Low vitamin levels can cause intolerance of T3.
Its suggested to start low and slow with T3 to allow time for the body to get used to it. Going too fast can result in unpleasant symptoms.
Suggest you quarter your tablet and take 1/4 in the morning for a few weeks, assess how you feel before adding a further 1/4 in the afternoon. Retest in 6-8 weeks and post results here.
Thank you Glowcoach. Sadly I have no way of getting tested. my GP is totally uninterested, and they are not even willing to draw my blood so I can send it to a private laboratory.
I was guided by my doctor in Europe ( via e-mail ) in the past, ( he was the prescribing GP) but since his passing 10 month ago I went cold turkey when I ran out of T3, and this is a different brand, but same strenth. I felt after so long without I was going to start with a quarter tablet and slowly build up to my previous dose....
I am in UK and when first diagnosed they put me on levo which made me worse. I stuck with ever increasing doses ( as GP said I was feeling worse because we haven't got the dosage right) If you read my previous post, you will see what happened. I get howhere with GPs in this country, and now that I am on a state pension I cannot afford to go private
I need high dose T3-only (Tiromel) to function and I take my full dose at bedtime (100mcg)....keeps it well away from food and drinks.
I don't have any problems with that, but as you say we are all different.....it can be trial and error until you find your therapeutic dose
How much levo do you take?
You need to test your hormone levels before introducing T3
Have you considered doing a finger prick test to find your hormone levels
An example...
Monitor My Health (MMH) tests are carried out at the Royal Devon University Healthcare NHS Foundation Trust laboratory. They provide an easily accessible, safe, regulated service that promotes disease prevention and wellness.
This basic test costs £32 but more advanced tests are available...see info in the link
thank you so much for replying. I am already S/I EOD with B12, so all the relevant D3K2, folate, Mg, Iron, Zn etc already part of my daily breakfast. It looks like I will have to change my time table to fit it all in if I cannot take all sorts at the same time anymore. How many hours before and after T3 do I have to fast? And I will have to save upfor te tests, so then I will need to work out how long I need to go without T3 in order not to squew the test result. I am so greatful for this site and their support, why do we all have to reinvent the wheel and learn this stuff, when GP's allegedly go to uni to learn this and help us with it? All over europe and the states thyroid patients are given T3. Ok, in the states people have to pay, but here in UK we paid into it out of our taxes, in order to get help at the point of need. Seems to work only in theory..... I would make a fuss if I wasn't so bloody exhausted all the time
T3 isn't so fussy as T4 so I just take it about 11pm after dinner about 6.30/7pm.

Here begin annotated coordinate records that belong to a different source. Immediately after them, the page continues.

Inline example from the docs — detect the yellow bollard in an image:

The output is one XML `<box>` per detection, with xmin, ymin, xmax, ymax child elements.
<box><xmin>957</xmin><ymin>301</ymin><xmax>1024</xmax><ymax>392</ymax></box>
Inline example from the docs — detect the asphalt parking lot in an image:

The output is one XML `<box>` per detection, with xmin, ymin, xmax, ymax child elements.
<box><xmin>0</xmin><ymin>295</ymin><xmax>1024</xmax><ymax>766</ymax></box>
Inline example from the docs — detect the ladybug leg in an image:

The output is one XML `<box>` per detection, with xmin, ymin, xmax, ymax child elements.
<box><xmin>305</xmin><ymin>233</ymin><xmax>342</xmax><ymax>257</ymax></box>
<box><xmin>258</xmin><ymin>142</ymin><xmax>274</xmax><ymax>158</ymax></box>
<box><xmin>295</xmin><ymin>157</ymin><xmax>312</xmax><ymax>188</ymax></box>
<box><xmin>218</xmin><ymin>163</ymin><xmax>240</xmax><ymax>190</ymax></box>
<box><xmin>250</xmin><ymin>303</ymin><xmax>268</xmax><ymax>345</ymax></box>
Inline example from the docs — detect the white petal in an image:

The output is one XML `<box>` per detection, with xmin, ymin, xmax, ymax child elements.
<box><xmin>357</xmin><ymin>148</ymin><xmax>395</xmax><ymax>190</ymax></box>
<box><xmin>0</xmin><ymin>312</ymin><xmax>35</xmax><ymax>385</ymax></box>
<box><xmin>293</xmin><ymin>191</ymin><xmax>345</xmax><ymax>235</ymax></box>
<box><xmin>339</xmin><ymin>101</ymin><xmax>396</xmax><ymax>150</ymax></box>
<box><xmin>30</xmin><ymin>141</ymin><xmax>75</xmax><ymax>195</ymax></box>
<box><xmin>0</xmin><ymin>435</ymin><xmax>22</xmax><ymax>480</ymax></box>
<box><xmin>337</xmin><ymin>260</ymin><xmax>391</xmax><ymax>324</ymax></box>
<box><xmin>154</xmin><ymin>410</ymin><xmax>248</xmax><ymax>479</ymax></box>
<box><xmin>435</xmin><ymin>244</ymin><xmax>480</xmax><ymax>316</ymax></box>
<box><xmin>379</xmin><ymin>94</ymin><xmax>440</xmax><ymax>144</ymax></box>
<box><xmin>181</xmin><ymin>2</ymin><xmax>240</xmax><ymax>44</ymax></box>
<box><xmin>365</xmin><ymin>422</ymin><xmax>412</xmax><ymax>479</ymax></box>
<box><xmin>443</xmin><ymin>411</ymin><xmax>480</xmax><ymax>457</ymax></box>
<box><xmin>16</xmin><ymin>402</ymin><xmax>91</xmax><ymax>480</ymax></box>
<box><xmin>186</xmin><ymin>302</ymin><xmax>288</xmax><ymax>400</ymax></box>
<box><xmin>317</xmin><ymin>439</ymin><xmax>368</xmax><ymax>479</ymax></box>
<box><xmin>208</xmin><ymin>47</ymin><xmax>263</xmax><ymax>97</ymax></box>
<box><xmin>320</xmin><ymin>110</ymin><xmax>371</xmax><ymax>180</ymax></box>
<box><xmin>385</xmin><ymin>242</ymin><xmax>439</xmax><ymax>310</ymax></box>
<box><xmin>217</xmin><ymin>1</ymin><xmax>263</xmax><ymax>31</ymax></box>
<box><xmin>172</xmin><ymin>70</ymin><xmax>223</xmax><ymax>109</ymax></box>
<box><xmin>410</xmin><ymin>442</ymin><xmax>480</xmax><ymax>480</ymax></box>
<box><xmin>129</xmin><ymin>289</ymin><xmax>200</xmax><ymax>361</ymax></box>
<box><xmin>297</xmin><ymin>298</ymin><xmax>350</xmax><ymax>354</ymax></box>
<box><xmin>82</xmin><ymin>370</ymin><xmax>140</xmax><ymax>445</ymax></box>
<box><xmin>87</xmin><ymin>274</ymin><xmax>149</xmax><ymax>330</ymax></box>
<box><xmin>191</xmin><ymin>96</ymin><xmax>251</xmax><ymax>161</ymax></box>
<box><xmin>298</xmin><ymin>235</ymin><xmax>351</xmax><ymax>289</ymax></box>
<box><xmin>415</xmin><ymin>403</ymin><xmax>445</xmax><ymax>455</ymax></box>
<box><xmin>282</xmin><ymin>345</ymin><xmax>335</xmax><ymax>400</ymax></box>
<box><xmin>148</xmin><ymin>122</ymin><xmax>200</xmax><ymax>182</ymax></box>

Leave a gap of 12 hours between last T3 dose and testing and for T4, a 24 hr gap.
Thyroid diagnosis and treatment is a complete disaster....a total scandal. It has been made to be so complicated by people who are clueless,
as this forum proves.
I had to self medicate to be able to function!! All in my bio.
T3 is perfectly safe if used correctly....like other medications, but med students are taught it is dangerous. My GP thought I would kill myself but now leaves me in charge of my medication!!
I am so used to GP's total and utter ignorance, as you will find me on the B12 forum. That has been a lifesaver already, and I was fine so long as I had B12 + T3 and all my supplements. But not working anymore the entire thing becames scarily tight. On says when I feel really bad I feel we shopuld just discharge all GP's and tell them to get another job. Maybe become rubbish bin collectors, at least can cannot do serious harm there....but that is just me and my sleep deprivation talking. I am sure there are some doctors out there who still do their work dilligently and responsibly. If only I could find one of them...
Please help my brain out a little here, I am supposed to take T3 as 3 doses, so if I take the first at 05:00 hours, when can I take my painmeds, Magnesium, B12 injection, etc in order to take my second T3 dose near midday, and then a 3rd when ever and still eat and take my iron on an emp[ty stomach at night, as I just cannot do all that in the morning.....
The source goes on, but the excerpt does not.